On the other side of that transverse though is INCREASED forest cover, natural habitat, clean air/water (1970s America), and better human conditions (labor, wealth, etc.). The job of the West is really to help the world (and not just Asia, most Latin America) move into this world. Hence these problems are going to increase. The more we put into better/cleaner technology so they can leapfrog to those the better. But still it will be a painful transition. But that is the grain of evolution--of course people can choose not to go that route but we can't stop people from their inherent/inherited evolutionary right so to do.

Global Warming or perhaps better Climate Change (Alteration?), to the degree that it happens, is one could argue due to affluence. I think it is happening. I'm not sure anyone knows how much of the warming is human caused and how much is nature caused--99% of the Carbon in the atmosphere is "natural." I also don't think we know for sure that human induced change is automatically going to bring on environmental apocalypse: "catastrophic" change in the parlance. I think for right now some carbon tax might be in order, Kyoto is bunk, and overall the best strategy is "fire--proofing" insurance-wise the planet. I think some bad things are inevitably going to happen and we should protect against those--remembering that the human poor are the most likely to be hurt. Some animal and planet species, I'm sad to say, will likely go extinct (are doing so already): but keep in mind 99% of all species in the history of earth have gone extinct.

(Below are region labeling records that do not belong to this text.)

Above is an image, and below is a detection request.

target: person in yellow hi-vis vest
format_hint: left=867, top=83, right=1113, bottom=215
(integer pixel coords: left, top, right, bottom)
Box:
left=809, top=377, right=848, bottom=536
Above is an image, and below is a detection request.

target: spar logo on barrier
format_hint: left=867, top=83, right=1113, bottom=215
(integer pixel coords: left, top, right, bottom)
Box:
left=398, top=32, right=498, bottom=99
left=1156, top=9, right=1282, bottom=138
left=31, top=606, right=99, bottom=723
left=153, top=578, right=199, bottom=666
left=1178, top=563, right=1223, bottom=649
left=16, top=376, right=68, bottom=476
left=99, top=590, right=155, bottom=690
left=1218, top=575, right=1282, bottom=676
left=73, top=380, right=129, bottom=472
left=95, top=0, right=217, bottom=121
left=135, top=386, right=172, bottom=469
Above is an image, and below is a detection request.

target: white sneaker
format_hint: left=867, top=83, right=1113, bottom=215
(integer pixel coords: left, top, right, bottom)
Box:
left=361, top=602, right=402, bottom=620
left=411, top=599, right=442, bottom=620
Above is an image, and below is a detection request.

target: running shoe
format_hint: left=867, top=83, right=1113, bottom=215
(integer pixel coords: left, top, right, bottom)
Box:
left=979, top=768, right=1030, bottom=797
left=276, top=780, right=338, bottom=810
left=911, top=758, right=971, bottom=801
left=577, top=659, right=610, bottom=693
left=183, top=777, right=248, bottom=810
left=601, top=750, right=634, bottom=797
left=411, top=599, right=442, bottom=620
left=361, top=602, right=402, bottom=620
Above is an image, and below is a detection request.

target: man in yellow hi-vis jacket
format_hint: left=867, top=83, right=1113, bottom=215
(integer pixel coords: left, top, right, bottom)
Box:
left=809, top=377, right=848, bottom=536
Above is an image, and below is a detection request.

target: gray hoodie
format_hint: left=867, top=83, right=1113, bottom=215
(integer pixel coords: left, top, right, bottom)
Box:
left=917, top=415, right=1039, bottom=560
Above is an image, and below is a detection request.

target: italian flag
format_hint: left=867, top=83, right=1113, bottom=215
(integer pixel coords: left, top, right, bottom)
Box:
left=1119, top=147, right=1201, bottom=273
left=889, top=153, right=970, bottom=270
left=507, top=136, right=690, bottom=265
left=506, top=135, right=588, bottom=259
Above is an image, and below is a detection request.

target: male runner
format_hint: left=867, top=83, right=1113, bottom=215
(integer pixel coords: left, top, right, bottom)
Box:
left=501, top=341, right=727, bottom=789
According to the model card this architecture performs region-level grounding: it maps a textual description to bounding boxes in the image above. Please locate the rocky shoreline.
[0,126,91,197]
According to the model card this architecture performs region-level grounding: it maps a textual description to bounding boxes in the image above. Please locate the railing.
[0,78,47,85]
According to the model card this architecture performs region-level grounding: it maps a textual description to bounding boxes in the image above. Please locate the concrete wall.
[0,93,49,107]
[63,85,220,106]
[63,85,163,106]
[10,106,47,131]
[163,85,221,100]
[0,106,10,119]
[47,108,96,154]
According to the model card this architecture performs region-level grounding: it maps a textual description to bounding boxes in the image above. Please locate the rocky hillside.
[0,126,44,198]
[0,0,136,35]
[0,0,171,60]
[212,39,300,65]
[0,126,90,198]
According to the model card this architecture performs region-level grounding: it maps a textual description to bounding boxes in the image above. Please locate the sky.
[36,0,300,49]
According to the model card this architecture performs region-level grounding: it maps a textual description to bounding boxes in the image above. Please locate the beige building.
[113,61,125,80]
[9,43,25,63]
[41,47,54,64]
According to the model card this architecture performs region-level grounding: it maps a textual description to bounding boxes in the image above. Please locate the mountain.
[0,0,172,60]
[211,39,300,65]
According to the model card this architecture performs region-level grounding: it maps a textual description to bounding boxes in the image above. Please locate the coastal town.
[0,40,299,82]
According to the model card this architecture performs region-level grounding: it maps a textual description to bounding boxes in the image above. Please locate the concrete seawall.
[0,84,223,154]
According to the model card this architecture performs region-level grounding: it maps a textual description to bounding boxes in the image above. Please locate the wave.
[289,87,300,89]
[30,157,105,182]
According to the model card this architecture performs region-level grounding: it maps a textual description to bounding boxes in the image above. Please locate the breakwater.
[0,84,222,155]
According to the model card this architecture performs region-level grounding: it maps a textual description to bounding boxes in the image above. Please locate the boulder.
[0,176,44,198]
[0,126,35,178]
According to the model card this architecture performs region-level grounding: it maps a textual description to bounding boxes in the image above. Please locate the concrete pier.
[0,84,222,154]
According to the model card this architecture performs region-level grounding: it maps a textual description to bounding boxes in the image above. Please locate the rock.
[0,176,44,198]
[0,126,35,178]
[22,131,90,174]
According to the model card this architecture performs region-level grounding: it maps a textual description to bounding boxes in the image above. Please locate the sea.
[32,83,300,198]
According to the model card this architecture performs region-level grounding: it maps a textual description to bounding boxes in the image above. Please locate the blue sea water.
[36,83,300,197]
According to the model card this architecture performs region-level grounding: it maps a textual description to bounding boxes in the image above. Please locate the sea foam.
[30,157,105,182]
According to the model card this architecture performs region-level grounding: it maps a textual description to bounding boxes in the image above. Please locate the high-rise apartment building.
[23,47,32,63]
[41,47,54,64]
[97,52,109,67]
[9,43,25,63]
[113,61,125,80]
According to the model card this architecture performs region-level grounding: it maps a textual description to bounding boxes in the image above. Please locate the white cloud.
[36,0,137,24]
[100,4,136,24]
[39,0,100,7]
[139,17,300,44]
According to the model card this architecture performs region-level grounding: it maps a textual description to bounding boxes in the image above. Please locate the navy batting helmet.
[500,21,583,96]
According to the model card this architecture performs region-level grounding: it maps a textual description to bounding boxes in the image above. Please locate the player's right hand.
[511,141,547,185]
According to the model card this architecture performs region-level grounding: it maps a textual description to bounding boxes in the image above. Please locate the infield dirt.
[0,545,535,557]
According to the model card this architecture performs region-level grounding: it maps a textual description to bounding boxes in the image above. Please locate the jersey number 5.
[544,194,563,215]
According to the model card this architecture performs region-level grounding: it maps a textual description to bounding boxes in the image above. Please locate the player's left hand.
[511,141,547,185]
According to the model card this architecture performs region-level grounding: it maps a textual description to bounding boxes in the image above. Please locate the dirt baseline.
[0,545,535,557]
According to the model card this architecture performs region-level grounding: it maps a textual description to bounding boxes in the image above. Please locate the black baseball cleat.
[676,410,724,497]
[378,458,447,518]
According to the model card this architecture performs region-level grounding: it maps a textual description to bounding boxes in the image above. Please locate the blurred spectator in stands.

Most importantly, working on those earlier problems would give us momentum and hope as a species. Global Warming plays to the politics of fear and de-stablizes/paralyzes humans to action.

Bjorn Lomborg has shown that $50 billion focused on AIDS, malnutrition, prevention of malaria, and trade liberalization (along the environmental issues raised above), a fraction, of one year's implementation of Kyoto, could do so much more overall good than narrow focus on capping carbon emissions. I say let's do that first and then worry about global warming.